Entonces, tras fijar la hora en una máquina que quedaba al lado, se acercó hacia donde Honma se sentaba y se acomodó en el banco de la sala de espera. Sacó una cajetilla de Caster Mild del bolsillo de su uniforme y se encendió un cigarrillo. La larga y lenta chupada que le dio lo dijo todo: aquel era un momento de descanso que llevaba tiempo esperando—. Si lo que ha venido a buscar es alguna pista sobre la hija —dijo, bajando el tono de voz—, será mejor que se pase por el colegio antes que preguntar a una simple vecina como yo.

—¿El colegio?

—Sí. La vieja señora Sekine solía trabajar en la cafetería del colegio. El mismo al que asistió su hija.

—No sé de qué me serviría retroceder tanto en el tiempo.

—Nunca se sabe. ¿No cree que la anciana pudo haber compartido confidencias con sus compañeras de trabajo? —Aquel brillo malicioso destelló en su mirada de nuevo. Tratándose de una chica como Shoko, a la que su madre repudiaba por ganarse la vida de manera tan dudosa e incurrir en deudas con prestamistas, no era de extrañar que las cosas ya fueran mal cuando aún estaba en el colegio.

—Y una cosa más —continuó—. Apuesto a que por aquí aún quedan muchas compañeras de colegio e instituto de Shoko. ¿Y si intenta localizarlas?

—¿Conoce usted a alguna de esas amigas?

—Hum… —Kanake Miyata ladeó la cabeza—. Alguna amiga de la infancia debe de seguir viviendo en el barrio.
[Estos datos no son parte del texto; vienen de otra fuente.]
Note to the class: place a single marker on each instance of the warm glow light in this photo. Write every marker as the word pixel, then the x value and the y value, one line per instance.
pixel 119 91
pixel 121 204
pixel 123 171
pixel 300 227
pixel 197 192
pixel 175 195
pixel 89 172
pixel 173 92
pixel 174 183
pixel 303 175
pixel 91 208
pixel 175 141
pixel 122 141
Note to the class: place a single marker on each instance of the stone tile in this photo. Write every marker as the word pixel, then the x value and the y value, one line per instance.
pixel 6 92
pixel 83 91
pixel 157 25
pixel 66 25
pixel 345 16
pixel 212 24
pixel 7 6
Quién sabe. Puede incluso que vengan a hacerse la permanente aquí. —Entonces, inclinándose hacia la mujer que descansaba bajo el secador, añadió en voz alta—. ¿Recuerda usted a la señora Sekine, la mujer que vivía justo debajo de nosotras?

—¿La que se calló por la escalera? —gritó la mujer, sin mover la cabeza de su sitio.